Matthew is confident that Jesus is the eschatological prophet who has come to fulfill ancient prophecies. He is confident that Jesus is the Emmanuel of God who has given new hope to the suffering. He not only instructs his congregation; he also warns them, as in 5:18. Unlike the Apostle Paul, Matthew still has a lofty view of the law. He will not abandon it. And he admonishes those under his care not do so. Verse 19. “Therefore, whoever breaks one of the least of these commandments, and teaches others to do the same, will be called least in the kingdom of heaven; but whoever does them and teaches them will be called great in the kingdom of heaven.” This verse is unique to Matthew. What condition prevailed in his church that inspired him to make this statement? If I take the statement as it is, then something like this emerges: (a) there were some members breaking the commandments; (b) they were teaching others to break the commandments. This implies that there was disagreement and conflict in his community. Diverse beliefs were debated. There is evidence that very early disputes arose between the disciples of John the Baptist and the disciples of Jesus. The incompatibility between the church leaders in Jerusalem and Paul was obvious. The letters of Paul contain detailed evidence of internal hostilities in the churches. The confrontations between Jesus (the early church) and the Jewish community are well attested.

Thus, it is not unreasonable to suppose that behind Matthew 5:19 there is indicated a dispute within the congregation.
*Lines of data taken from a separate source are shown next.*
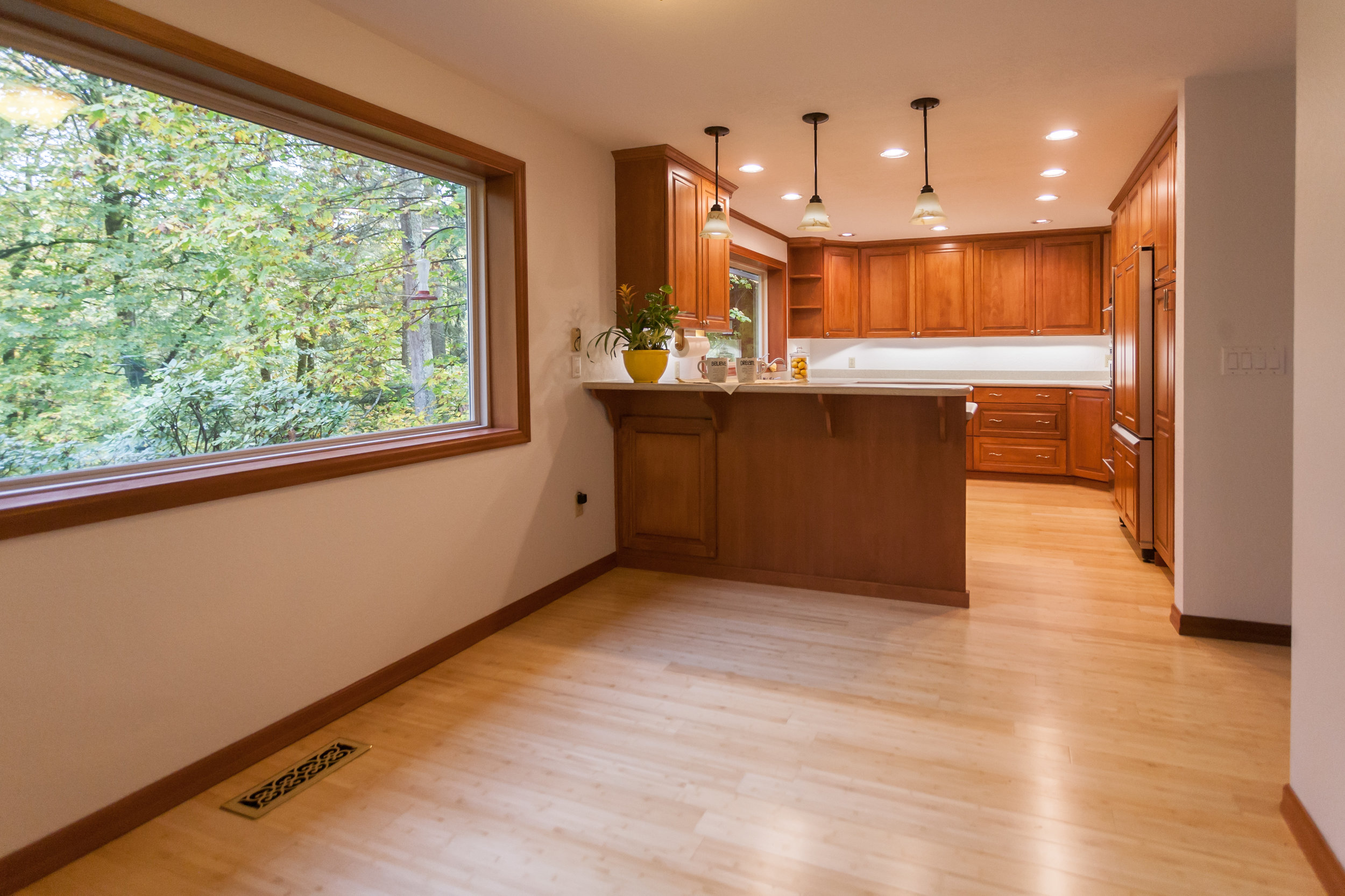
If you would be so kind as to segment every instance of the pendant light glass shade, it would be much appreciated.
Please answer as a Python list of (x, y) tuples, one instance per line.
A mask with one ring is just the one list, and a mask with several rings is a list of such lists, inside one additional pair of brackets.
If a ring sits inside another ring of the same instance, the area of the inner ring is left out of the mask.
[(701, 228), (702, 239), (733, 239), (733, 234), (729, 232), (729, 215), (720, 207), (720, 203), (714, 203), (710, 207), (710, 214), (705, 216), (705, 227)]
[(705, 133), (714, 137), (714, 204), (705, 215), (705, 227), (701, 228), (701, 239), (733, 239), (729, 232), (729, 216), (720, 204), (720, 137), (729, 133), (722, 125), (712, 125)]
[(929, 187), (920, 191), (916, 197), (916, 211), (911, 215), (912, 224), (942, 224), (948, 220), (948, 216), (943, 214), (943, 206), (939, 204), (939, 193), (933, 192)]
[(822, 204), (820, 196), (814, 196), (803, 210), (799, 230), (831, 230), (831, 219), (827, 218), (827, 208)]
[(911, 107), (919, 109), (924, 117), (925, 145), (925, 185), (920, 188), (920, 195), (916, 196), (916, 211), (911, 215), (911, 223), (924, 224), (925, 227), (942, 224), (948, 220), (948, 216), (943, 214), (943, 203), (939, 201), (939, 193), (933, 192), (933, 187), (929, 185), (929, 110), (937, 105), (939, 101), (933, 97), (921, 97), (920, 99), (911, 101)]
[(810, 111), (803, 117), (806, 122), (812, 125), (812, 199), (803, 210), (799, 230), (831, 230), (831, 219), (827, 218), (826, 206), (822, 204), (822, 196), (818, 195), (818, 125), (827, 118), (830, 116), (824, 111)]

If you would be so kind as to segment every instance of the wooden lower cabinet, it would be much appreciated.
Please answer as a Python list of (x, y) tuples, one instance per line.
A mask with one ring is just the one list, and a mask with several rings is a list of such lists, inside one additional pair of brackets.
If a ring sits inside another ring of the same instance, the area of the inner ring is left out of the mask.
[(999, 473), (1065, 474), (1063, 439), (976, 437), (976, 469)]
[(1069, 390), (1069, 476), (1107, 482), (1111, 470), (1111, 392)]
[(621, 547), (716, 555), (716, 446), (710, 420), (627, 416), (620, 429)]

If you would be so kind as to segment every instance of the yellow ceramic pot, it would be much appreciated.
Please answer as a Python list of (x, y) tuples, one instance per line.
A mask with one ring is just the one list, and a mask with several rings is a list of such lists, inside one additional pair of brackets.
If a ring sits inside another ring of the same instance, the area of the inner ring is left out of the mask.
[(621, 352), (621, 360), (625, 361), (625, 372), (636, 383), (658, 383), (668, 367), (668, 349), (642, 348), (633, 352), (627, 349)]

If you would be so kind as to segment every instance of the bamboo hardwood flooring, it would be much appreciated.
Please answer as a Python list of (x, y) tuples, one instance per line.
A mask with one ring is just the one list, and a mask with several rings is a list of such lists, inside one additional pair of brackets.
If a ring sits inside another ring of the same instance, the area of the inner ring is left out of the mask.
[(971, 610), (616, 570), (26, 892), (1321, 893), (1289, 649), (1180, 638), (1106, 492), (967, 498)]

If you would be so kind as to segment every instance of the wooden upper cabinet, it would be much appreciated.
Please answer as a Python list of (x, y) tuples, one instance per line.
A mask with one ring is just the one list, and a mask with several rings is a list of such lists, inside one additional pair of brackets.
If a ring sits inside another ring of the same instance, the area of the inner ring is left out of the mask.
[(971, 243), (916, 246), (916, 336), (972, 336)]
[(1077, 336), (1102, 330), (1102, 236), (1040, 236), (1036, 332)]
[(975, 334), (1032, 336), (1037, 293), (1033, 239), (978, 240), (974, 258)]
[(916, 320), (913, 246), (859, 250), (859, 334), (912, 336)]
[[(664, 283), (682, 326), (728, 330), (729, 240), (701, 239), (714, 204), (714, 172), (672, 146), (619, 149), (616, 282), (644, 296)], [(720, 181), (725, 210), (737, 189)]]
[(859, 334), (859, 250), (827, 246), (822, 250), (822, 334), (854, 339)]
[[(701, 232), (705, 216), (714, 206), (714, 181), (702, 179), (697, 234)], [(721, 192), (718, 199), (724, 211), (729, 211), (729, 197)], [(733, 322), (729, 320), (729, 240), (701, 239), (699, 236), (697, 240), (701, 243), (701, 258), (697, 266), (699, 271), (697, 304), (701, 309), (701, 326), (710, 330), (732, 330)]]
[(1177, 277), (1177, 134), (1163, 145), (1153, 163), (1154, 191), (1154, 282)]
[[(678, 322), (701, 326), (701, 187), (695, 180), (672, 173), (670, 181), (671, 215), (668, 222), (668, 279), (672, 302), (681, 309)], [(658, 289), (656, 286), (652, 289)], [(640, 294), (646, 290), (642, 289)]]

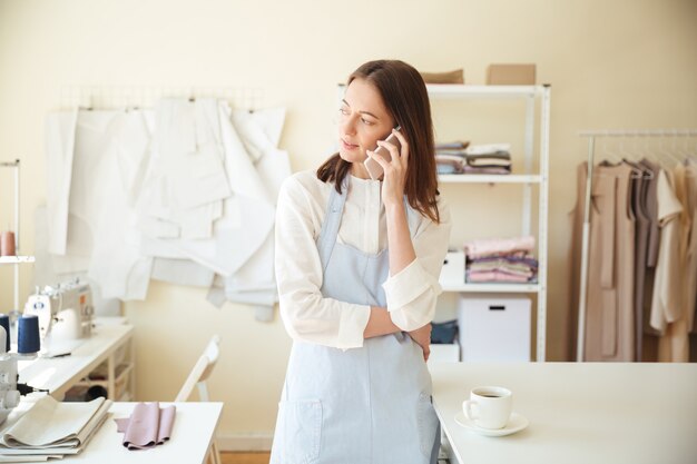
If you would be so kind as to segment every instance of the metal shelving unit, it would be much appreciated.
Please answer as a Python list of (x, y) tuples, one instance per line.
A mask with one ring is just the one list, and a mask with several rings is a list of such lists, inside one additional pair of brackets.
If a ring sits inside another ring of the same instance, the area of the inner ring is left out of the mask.
[(24, 263), (33, 263), (33, 256), (20, 256), (19, 251), (19, 159), (14, 161), (1, 161), (0, 168), (14, 169), (14, 253), (18, 256), (2, 256), (0, 257), (0, 265), (13, 265), (14, 266), (14, 287), (13, 287), (13, 300), (12, 312), (20, 313), (19, 306), (19, 265)]
[[(521, 235), (531, 234), (533, 207), (538, 211), (538, 282), (534, 284), (467, 284), (443, 285), (444, 292), (457, 293), (508, 293), (537, 294), (537, 361), (546, 359), (547, 345), (547, 251), (549, 213), (549, 126), (551, 86), (426, 86), (432, 100), (438, 99), (493, 99), (513, 98), (526, 100), (524, 162), (523, 174), (512, 175), (441, 175), (443, 184), (512, 184), (522, 188)], [(536, 102), (540, 101), (539, 115)], [(534, 150), (534, 127), (539, 120), (539, 149)], [(534, 157), (539, 171), (533, 172)], [(537, 205), (532, 201), (532, 188), (539, 189)]]

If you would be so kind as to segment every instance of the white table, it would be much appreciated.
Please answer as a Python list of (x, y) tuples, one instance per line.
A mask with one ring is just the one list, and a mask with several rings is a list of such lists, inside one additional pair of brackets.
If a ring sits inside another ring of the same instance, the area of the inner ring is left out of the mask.
[[(697, 463), (697, 365), (442, 363), (433, 403), (453, 464)], [(455, 423), (472, 387), (505, 386), (530, 421), (503, 437)]]
[[(37, 395), (37, 394), (33, 394)], [(51, 463), (90, 464), (173, 464), (204, 463), (220, 418), (223, 403), (160, 403), (160, 407), (176, 405), (171, 437), (150, 450), (128, 451), (122, 445), (124, 434), (116, 431), (115, 418), (129, 417), (136, 403), (114, 403), (110, 414), (80, 454), (67, 455)], [(21, 407), (20, 407), (21, 408)], [(11, 424), (21, 413), (13, 412)]]
[[(118, 318), (122, 322), (124, 319)], [(127, 343), (132, 342), (134, 327), (109, 318), (96, 319), (92, 335), (85, 338), (70, 354), (70, 356), (42, 358), (33, 361), (20, 361), (19, 381), (35, 388), (48, 388), (51, 396), (62, 399), (65, 393), (87, 376), (91, 371), (105, 361), (108, 362), (109, 398), (115, 398), (116, 387), (116, 352)], [(132, 361), (132, 345), (130, 346)], [(135, 372), (130, 367), (131, 387), (135, 385)]]

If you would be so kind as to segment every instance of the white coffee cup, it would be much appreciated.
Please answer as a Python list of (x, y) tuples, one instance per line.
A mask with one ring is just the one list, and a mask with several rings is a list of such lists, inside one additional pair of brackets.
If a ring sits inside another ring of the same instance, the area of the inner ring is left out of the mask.
[(470, 399), (462, 403), (465, 417), (482, 428), (503, 428), (511, 417), (513, 394), (498, 386), (472, 388)]

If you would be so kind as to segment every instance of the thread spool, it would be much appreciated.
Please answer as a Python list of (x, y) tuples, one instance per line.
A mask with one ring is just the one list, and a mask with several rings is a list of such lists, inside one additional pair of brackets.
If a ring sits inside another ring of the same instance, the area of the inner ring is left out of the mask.
[(6, 332), (4, 327), (0, 326), (0, 355), (3, 355), (8, 352), (6, 348), (7, 339), (8, 333)]
[(36, 314), (29, 314), (17, 319), (17, 352), (32, 354), (40, 349), (39, 317)]
[(10, 351), (10, 316), (0, 314), (0, 326), (4, 328), (4, 353)]
[(0, 234), (0, 256), (14, 256), (14, 233), (6, 230)]

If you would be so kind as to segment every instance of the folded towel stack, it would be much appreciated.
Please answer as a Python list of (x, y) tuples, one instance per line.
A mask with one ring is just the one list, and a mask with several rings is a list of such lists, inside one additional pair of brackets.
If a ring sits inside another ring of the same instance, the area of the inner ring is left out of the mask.
[(78, 454), (107, 418), (111, 401), (38, 399), (0, 434), (0, 462), (48, 461)]
[(538, 260), (532, 256), (534, 237), (472, 240), (464, 246), (465, 279), (470, 283), (537, 282)]
[(510, 144), (439, 144), (435, 164), (439, 174), (511, 174)]

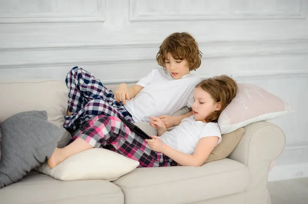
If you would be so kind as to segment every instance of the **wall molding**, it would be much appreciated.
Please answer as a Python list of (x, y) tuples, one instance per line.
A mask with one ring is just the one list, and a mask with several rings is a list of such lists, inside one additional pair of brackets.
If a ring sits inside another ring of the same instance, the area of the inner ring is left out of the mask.
[[(0, 68), (67, 64), (110, 64), (151, 62), (160, 44), (102, 43), (0, 45)], [(201, 42), (204, 59), (255, 57), (308, 54), (308, 39)], [(121, 58), (119, 56), (121, 56)], [(50, 57), (53, 56), (53, 57)], [(263, 72), (262, 72), (263, 73)], [(266, 75), (268, 75), (271, 73)], [(273, 75), (274, 74), (273, 73)], [(281, 72), (281, 75), (289, 75)], [(236, 77), (263, 76), (261, 73), (235, 73)]]
[[(290, 77), (308, 77), (308, 70), (284, 70), (236, 72), (232, 74), (232, 77), (236, 80), (247, 78), (290, 78)], [(295, 146), (300, 144), (293, 144)], [(308, 143), (306, 144), (308, 147)]]
[[(256, 0), (257, 1), (257, 0)], [(252, 2), (252, 1), (250, 1)], [(305, 19), (307, 15), (307, 0), (300, 0), (299, 6), (300, 9), (298, 11), (282, 11), (277, 8), (276, 12), (264, 13), (259, 12), (242, 12), (240, 7), (243, 5), (236, 5), (239, 7), (239, 9), (236, 8), (234, 10), (226, 12), (225, 13), (210, 12), (189, 12), (170, 11), (166, 13), (162, 13), (149, 10), (148, 12), (144, 12), (146, 9), (142, 9), (142, 13), (138, 12), (137, 4), (138, 0), (129, 0), (129, 20), (131, 21), (166, 21), (166, 20), (262, 20), (273, 19)], [(144, 2), (141, 3), (146, 4)], [(202, 6), (202, 5), (201, 5)], [(205, 5), (203, 5), (205, 6)], [(152, 9), (152, 8), (151, 8)], [(172, 8), (171, 8), (172, 9)], [(205, 10), (205, 9), (204, 9)], [(188, 9), (189, 10), (189, 9)]]
[(93, 14), (0, 15), (0, 24), (104, 22), (106, 20), (106, 0), (97, 0), (97, 12)]
[(308, 177), (308, 163), (274, 165), (268, 172), (268, 182)]

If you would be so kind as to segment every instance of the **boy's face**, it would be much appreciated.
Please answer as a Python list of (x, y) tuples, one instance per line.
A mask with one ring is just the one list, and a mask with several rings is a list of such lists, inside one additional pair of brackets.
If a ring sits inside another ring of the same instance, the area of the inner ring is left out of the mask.
[(186, 60), (175, 59), (170, 53), (167, 54), (165, 60), (166, 68), (174, 79), (181, 79), (184, 75), (190, 73)]
[(209, 93), (197, 87), (194, 90), (194, 103), (191, 108), (195, 119), (205, 122), (206, 117), (211, 112), (219, 110), (220, 105), (215, 103)]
This would provide a good reason for his warning. Beside trying to make peace, he was trying to instill in them a particular point of view of the nature of discipleship. His concern reaches as far as membership in the kingdom of heaven. He feared that those who broke the law and encouraged others to do the same would be excluded from the kingdom of heaven. At the same time he tried to show that those who kept the commandments and taught others were certain to inherit the kingdom of heaven. He himself is being a peacemaker. Matthew has an inclusive and universalistic view of salvation. He teaches that the redemption that arrives with the eschatological prophet is available to all, and he seeks to make all ready to receive it. Discipleship is readiness. Discipleship is alertness. Discipleship is watchfulness. In a way, he is not only teaching, he is at the same time recruiting others to join him. He elevates the urgency to rise above their differences in verse 20. “For I tell you, unless your righteousness exceeds that of the scribes and the Pharisees, you will never enter the kingdom of heaven.” This verse is unique to Matthew.

When Jesus tells the people “unless your righteousness exceeds that of the scribes and Pharisees,” he is not referring to an abundance of righteousness, for that itself is inconceivable. The scribes and Pharisees discover their righteousness in the law. In Matthew, such legal righteousness must be transcended, and it is righteousness through discipleship, following Jesus, that is uncovered in the word “exceeds.” It is only through following by faith that one submits to the will of God. Righteousness is the gift that God bestows upon those who submit themselves in faith. As an eschatological gift, it grants disciples entrance into the kingdom of heaven. For this reason, one must “strive first for the kingdom of God and his righteousness.”  Righteousness as God’s gift means that righteousness is another name for the grace that redeems. This is vividly stated in Ephesians 2:8. “For by grace you have been saved through faith, and this is not your own doing; it is the gift of God.”